The table is currently on a MySQL database, with the following structure:
CREATE TABLE `log_issues` (
`id` int(11) unsigned NOT NULL AUTO_INCREMENT,
`id_user` int(11) DEFAULT NULL,
`type` varchar(50) NOT NULL,
`title` varchar(100) NOT NULL DEFAULT '',
`message` mediumtext NOT NULL,
`debug` mediumtext,
`duration` float DEFAULT NULL,
`date` datetime NOT NULL,
PRIMARY KEY (`id`),
KEY `date` (`date`,`title`)
) ENGINE=InnoDB DEFAULT CHARSET=utf8;
Now my question is, how can I run queries on this table when it has millions of entries without having to wait forever for a result? For example just filtering on the id of a user takes forever. I know I can place an index on the id_user portion, but I might want to combine it with other fields, or due to the way the query is generated by the tool that views these logs it might not utilize the indexes properly.
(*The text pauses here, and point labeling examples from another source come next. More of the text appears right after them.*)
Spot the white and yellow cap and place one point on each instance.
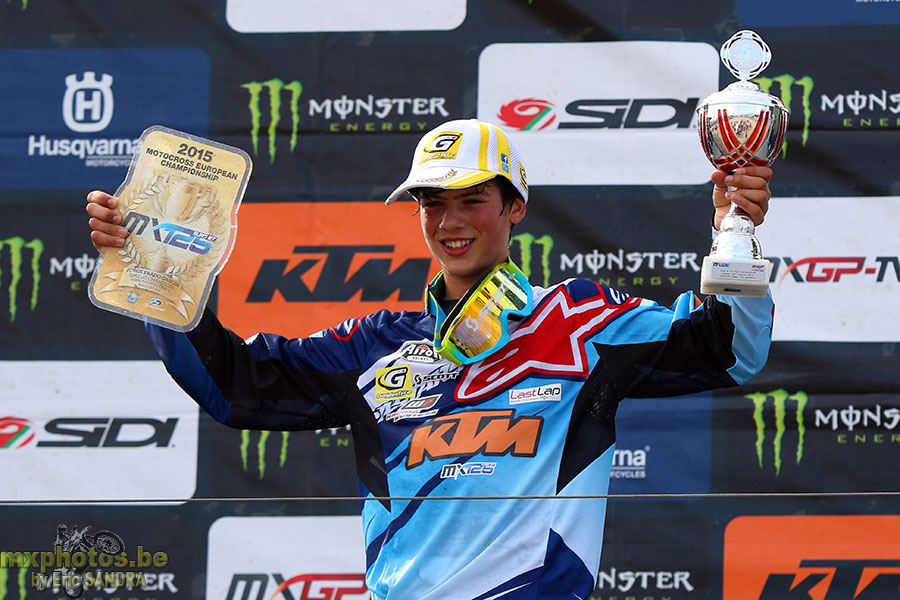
(463, 153)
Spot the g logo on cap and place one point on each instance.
(442, 142)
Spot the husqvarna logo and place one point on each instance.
(88, 103)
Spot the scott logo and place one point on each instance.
(273, 88)
(486, 432)
(16, 246)
(15, 432)
(530, 114)
(88, 103)
(336, 283)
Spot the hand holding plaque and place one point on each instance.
(740, 126)
(179, 202)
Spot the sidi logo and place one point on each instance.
(15, 432)
(88, 102)
(485, 432)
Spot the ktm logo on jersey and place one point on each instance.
(487, 432)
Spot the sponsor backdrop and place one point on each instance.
(329, 98)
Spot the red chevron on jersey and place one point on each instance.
(542, 345)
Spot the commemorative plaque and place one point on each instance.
(179, 202)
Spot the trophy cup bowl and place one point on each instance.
(740, 126)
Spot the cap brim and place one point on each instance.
(447, 178)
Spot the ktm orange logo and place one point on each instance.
(487, 432)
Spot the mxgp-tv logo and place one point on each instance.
(88, 102)
(323, 586)
(831, 269)
(786, 407)
(851, 557)
(20, 273)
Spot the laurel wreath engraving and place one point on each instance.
(151, 193)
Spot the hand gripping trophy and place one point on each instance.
(740, 126)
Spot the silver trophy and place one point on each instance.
(740, 126)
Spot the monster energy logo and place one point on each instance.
(261, 450)
(780, 399)
(526, 242)
(786, 85)
(21, 578)
(16, 246)
(273, 87)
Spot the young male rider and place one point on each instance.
(511, 392)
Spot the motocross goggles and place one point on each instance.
(477, 326)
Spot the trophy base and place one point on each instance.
(735, 276)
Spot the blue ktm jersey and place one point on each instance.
(536, 418)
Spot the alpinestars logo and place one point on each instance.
(781, 401)
(273, 89)
(786, 85)
(530, 114)
(526, 243)
(20, 262)
(531, 342)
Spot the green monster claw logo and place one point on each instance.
(274, 88)
(261, 450)
(526, 241)
(16, 246)
(786, 85)
(780, 398)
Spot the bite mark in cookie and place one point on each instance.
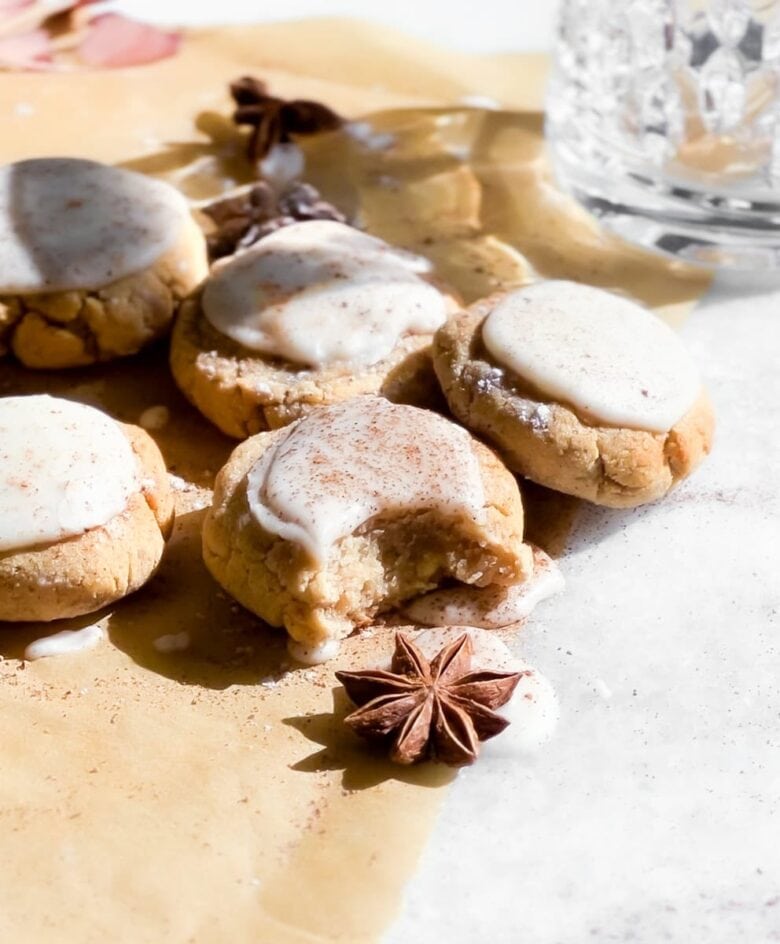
(315, 313)
(85, 508)
(355, 509)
I think I might be better off using MongoDB or a different NoSQL database, but I don’t have any experience with them. Do document based database have an easier time filtering a large dataset without indexes or will I always be stuck with this problem no matter the database?
To summarize:
I have a table with a large amount of data, indexes can’t be used (least not if they need to be ordered) and I need to get results without waiting for over 10 seconds. What technologies can I use?
Any suggestions would be much appreciated.
First you should decide whether you want to remain in RDBMSes land or not. Nowadays it doesn’t make much sense for most scenarios, especially ones with complex data structure or a requirement to scale a lot.
You may want to check RavenDB. You can get a prototype working with it in hours, including the initial learning of concepts there.
Indexes are required anywhere, definitely in any NoSQL too. The real question is how easy it is to create and maintain them. With RavenDB you get hands-free indexing; indexes are created automatically as you go, based on the type of queries you make. It is recommended to pre-define them to reduce staleness, but yet they are the same indexes also when they’re created automatically.
I see in another answer you tackled the issue with Mongo; well, with Raven you don’t HAVE to define indexes yet they will be created for you.